Students Asya Akca and Shae Omonijo will unveil a bust of Georgiana Rose Simpson at the Reynolds Club on Tuesday, the Chicago Tribune reported. The Reynolds Club is the university’s student center that was once accessible only to white males.

“The University of Chicago is on the South Side in a predominantly African-American community, and yet there is not that much African-American history represented on our campus,” Omonijo said. “This is despite the fact that so many prominent black scholars came from this institution.”

Omonijo and Akca said they want to work to develop new monuments of women and minorities who have gone unrecognized for their contributions.

“Oftentimes women’s history is untold and underrepresented in our world,” Akca said. “That’s something we both want to fix.
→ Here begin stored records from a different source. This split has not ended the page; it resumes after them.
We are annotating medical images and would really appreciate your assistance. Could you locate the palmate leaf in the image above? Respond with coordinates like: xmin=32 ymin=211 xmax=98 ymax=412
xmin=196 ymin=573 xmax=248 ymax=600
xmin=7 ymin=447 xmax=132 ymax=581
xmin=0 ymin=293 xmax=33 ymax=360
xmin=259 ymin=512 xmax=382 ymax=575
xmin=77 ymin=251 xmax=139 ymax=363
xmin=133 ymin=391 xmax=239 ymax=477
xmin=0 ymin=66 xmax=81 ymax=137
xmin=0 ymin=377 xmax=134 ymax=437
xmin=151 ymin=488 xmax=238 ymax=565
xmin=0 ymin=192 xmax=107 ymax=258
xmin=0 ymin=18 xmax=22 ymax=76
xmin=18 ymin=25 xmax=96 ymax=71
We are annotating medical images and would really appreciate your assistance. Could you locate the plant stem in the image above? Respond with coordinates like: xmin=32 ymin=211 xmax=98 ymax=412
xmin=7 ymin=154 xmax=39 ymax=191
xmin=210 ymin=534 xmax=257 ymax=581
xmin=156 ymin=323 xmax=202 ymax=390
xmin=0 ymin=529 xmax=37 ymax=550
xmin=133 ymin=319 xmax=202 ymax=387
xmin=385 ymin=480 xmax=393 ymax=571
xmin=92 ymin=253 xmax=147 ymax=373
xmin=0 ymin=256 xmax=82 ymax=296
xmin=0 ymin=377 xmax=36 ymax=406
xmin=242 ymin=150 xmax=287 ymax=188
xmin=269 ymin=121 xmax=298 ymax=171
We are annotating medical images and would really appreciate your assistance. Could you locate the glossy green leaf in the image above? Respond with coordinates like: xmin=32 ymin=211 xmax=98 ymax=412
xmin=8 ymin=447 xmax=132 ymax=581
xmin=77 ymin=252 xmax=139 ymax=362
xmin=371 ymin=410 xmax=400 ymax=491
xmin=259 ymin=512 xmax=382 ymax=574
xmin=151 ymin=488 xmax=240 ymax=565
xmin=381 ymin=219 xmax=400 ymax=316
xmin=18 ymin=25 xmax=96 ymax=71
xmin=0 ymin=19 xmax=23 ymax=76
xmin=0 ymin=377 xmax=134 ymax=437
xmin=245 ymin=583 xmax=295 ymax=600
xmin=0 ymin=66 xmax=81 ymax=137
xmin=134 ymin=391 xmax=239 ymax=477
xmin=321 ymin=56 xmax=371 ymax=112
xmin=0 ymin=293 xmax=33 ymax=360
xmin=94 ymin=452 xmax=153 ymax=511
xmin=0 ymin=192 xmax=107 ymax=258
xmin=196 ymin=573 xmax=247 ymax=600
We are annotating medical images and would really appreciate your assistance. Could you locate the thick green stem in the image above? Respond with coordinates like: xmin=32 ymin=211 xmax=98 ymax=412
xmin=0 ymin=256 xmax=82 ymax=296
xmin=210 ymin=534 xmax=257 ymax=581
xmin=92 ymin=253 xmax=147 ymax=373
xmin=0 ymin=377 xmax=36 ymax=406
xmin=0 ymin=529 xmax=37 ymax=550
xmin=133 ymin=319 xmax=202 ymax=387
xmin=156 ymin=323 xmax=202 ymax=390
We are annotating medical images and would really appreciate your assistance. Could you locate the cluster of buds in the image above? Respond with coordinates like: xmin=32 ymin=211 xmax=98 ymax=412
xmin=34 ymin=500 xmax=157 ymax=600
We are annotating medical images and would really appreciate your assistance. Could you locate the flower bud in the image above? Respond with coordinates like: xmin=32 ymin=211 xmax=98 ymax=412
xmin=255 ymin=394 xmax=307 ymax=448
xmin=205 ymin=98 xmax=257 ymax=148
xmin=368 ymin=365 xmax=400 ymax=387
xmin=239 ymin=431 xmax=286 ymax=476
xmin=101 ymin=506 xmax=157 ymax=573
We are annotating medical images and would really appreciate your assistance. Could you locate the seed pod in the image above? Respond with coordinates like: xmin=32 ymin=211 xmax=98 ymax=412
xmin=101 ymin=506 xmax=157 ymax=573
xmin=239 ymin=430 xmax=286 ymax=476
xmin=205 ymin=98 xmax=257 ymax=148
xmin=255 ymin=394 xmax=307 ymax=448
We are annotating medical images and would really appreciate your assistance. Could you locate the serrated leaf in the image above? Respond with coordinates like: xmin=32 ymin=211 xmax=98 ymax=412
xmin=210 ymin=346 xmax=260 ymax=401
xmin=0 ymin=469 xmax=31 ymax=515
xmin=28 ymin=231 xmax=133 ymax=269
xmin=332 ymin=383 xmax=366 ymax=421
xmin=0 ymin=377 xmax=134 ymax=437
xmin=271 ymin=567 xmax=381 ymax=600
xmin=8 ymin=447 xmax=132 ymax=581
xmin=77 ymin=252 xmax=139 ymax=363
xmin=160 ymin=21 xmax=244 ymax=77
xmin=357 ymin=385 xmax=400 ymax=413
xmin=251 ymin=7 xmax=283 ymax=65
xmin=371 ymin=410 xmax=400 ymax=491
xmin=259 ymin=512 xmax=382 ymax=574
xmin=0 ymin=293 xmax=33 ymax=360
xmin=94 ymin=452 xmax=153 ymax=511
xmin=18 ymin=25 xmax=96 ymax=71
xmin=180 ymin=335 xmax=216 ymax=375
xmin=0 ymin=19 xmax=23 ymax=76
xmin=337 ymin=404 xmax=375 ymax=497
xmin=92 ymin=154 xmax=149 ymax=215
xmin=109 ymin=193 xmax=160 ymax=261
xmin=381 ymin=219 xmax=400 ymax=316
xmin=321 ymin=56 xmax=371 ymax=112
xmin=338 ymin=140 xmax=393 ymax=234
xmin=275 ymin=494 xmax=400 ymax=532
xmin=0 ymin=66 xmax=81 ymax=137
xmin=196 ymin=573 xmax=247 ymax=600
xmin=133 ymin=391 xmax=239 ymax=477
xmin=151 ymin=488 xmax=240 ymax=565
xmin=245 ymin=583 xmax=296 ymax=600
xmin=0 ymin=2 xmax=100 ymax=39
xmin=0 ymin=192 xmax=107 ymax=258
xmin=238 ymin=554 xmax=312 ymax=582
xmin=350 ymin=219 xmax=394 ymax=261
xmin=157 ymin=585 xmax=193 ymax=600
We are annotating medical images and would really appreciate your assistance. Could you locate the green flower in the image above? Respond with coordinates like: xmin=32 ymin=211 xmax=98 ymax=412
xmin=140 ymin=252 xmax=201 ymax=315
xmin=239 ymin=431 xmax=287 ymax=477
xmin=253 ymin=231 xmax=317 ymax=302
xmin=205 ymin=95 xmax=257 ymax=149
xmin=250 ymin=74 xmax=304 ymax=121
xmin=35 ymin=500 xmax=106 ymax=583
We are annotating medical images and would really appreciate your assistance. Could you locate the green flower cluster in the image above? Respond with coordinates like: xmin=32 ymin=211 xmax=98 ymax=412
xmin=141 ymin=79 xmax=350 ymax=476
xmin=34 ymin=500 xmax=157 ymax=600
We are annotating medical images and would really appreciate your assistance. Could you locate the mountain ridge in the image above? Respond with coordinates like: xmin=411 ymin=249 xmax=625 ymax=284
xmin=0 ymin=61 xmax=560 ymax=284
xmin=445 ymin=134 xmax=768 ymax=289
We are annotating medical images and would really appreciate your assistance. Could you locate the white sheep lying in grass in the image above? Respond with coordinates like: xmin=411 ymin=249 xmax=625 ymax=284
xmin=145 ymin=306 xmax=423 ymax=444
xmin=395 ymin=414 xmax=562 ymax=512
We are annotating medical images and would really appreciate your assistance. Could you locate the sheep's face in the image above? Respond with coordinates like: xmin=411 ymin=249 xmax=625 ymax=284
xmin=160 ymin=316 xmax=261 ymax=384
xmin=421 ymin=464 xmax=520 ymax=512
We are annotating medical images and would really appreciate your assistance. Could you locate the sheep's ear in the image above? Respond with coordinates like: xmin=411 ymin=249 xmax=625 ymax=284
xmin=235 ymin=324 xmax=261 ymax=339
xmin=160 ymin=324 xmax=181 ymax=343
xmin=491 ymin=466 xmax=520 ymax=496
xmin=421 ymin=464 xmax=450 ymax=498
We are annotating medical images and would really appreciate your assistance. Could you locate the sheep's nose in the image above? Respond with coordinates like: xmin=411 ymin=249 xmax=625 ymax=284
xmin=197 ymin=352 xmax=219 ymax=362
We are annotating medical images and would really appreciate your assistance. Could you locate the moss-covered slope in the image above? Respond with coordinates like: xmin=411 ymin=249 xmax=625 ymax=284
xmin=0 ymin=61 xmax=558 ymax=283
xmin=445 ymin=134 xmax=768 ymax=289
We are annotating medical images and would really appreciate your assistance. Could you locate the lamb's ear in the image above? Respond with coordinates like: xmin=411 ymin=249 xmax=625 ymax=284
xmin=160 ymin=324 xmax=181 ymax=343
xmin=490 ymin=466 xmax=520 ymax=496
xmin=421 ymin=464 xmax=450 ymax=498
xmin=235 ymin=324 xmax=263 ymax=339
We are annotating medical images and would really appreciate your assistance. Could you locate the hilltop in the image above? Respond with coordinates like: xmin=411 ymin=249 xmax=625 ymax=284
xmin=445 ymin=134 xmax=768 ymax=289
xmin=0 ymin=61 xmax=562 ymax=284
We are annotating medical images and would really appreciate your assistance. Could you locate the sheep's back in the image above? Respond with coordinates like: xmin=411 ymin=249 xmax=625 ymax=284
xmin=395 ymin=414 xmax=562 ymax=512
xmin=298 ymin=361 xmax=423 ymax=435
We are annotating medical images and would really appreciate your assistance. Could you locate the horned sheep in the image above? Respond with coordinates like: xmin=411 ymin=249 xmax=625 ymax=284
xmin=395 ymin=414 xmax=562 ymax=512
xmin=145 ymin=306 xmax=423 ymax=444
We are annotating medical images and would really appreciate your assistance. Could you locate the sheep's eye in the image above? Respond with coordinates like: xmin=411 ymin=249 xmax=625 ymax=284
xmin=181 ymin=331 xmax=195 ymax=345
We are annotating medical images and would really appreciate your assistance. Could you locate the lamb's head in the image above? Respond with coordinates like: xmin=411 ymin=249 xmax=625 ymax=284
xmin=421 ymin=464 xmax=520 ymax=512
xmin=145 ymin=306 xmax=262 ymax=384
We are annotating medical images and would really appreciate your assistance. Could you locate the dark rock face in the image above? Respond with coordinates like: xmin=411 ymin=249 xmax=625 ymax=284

This is a problem, not only in Chicago, but in Washington, D.C., and Louisville (Ky.) and everywhere else.”

Records show Simpson was asked to leave the dorms after her presence caused uproar among students because of her race. She commuted to campus until she completed her studies. Simpson went on to write for W.E.B. Du Bois’ publications.

“U. of Chicago gets hundreds of visitors from across the world and U.S. touring the campus. They always go inside Reynolds Club,” Akca said. “The fact that Georgina Simpson will be there, in that hallway, means all those people who are coming to visit will see that the students here, and the university, values women’s history. This is the push in that direction.”